Wednesday, September 28, 2016

Shades of meaning

My wife and I had a brief conversation recently about one of her feet. I described it as a "sore foot." She corrected me, saying it was an "aching foot."

I have before me an old book called The Synonym Finder, a handier version of Roget's Thesaurus. I had this book on my desk for much of my career, and I continue to consult it on occasion. A synonym is, by definition, a word that means the same thing as another word. Yet as the exchange with my wife illustrated, synonyms aren't always synonymous. Different words, however close they may be in meaning, often mean slightly different things to different people in different situations.

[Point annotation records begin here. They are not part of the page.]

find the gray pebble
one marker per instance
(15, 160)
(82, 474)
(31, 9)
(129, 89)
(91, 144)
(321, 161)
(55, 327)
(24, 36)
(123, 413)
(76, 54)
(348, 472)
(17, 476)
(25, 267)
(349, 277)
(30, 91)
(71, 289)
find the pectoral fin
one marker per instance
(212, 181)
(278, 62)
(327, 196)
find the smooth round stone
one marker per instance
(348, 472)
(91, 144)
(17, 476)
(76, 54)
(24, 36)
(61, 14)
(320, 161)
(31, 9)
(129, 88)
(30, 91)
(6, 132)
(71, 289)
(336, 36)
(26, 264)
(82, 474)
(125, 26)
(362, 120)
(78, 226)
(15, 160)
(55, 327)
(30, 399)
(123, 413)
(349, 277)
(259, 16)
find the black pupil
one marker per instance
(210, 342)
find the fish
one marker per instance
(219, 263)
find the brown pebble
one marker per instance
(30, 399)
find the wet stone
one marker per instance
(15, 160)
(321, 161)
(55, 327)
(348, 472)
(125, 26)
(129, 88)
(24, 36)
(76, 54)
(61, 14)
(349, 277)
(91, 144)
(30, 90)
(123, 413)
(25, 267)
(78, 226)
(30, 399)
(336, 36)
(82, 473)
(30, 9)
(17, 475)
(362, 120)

The word sore may have suggested a more severe pain than my wife was experiencing, so she favored aching as the better choice. Or it may have suggested a less severe pain or an external pain rather than an internal pain or some other shade of meaning. I just know that one word correctly described how her foot felt, and the other didn't.

Here are some other synonyms for sore listed in The Synonym Finder: painful, tender, sensitive, raw, smarting, stinging, burning, inflamed, irritated, achy and hurting. You may have used each of these terms to describe a pain, but chances are you have never used all of them to describe the same pain. A stinging pain is quite different from a sensitive pain, which is not the same as an achy pain.

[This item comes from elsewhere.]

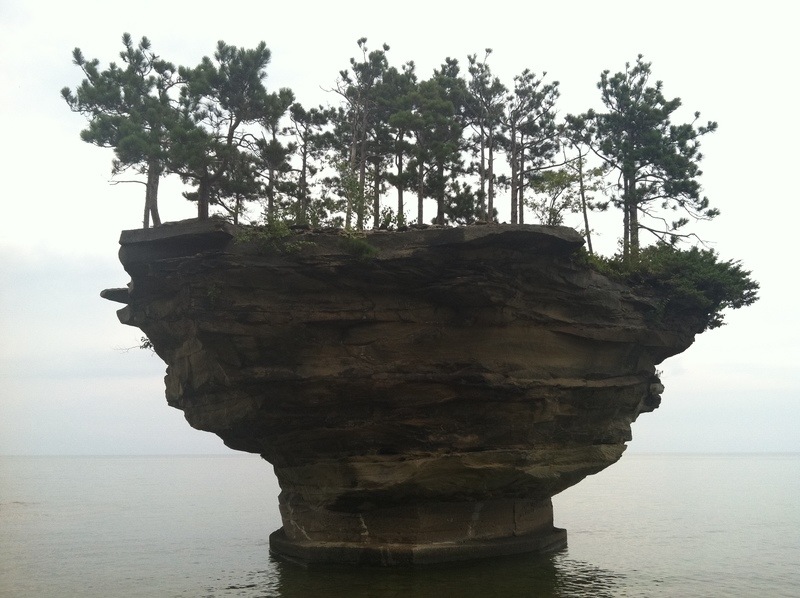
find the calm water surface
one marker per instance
(651, 525)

Or take the word stop. Suggested synonyms include pause, desist, cease, halt and quit. Yet each of these words suggests something a little different. A pause, for example, sounds temporary, while quit seems permanent. Words like desist, cease and halt sound more intimidating. The phrase cease and desist implies the two words don't mean the same thing. A border guard might say halt, but the rest of us don't use it much. We probably would be confused if an octagonal sign used any word other than STOP.

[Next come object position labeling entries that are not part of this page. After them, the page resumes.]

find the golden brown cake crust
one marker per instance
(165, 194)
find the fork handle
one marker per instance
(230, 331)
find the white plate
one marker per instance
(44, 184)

The English language has so many words that mean almost the same thing because it has adopted words from so many different sources: Anglo-Saxon, Norse, French, Latin and Greek, to name the main ones. Other languages may be purer, in the sense of being less influenced by other languages, and that can make finding the right word so much easier. There just are not as many options. English vocabulary, however, allows any number of nuanced meanings so that we can say we have a sore foot or an aching foot and
not necessarily mean the same thing.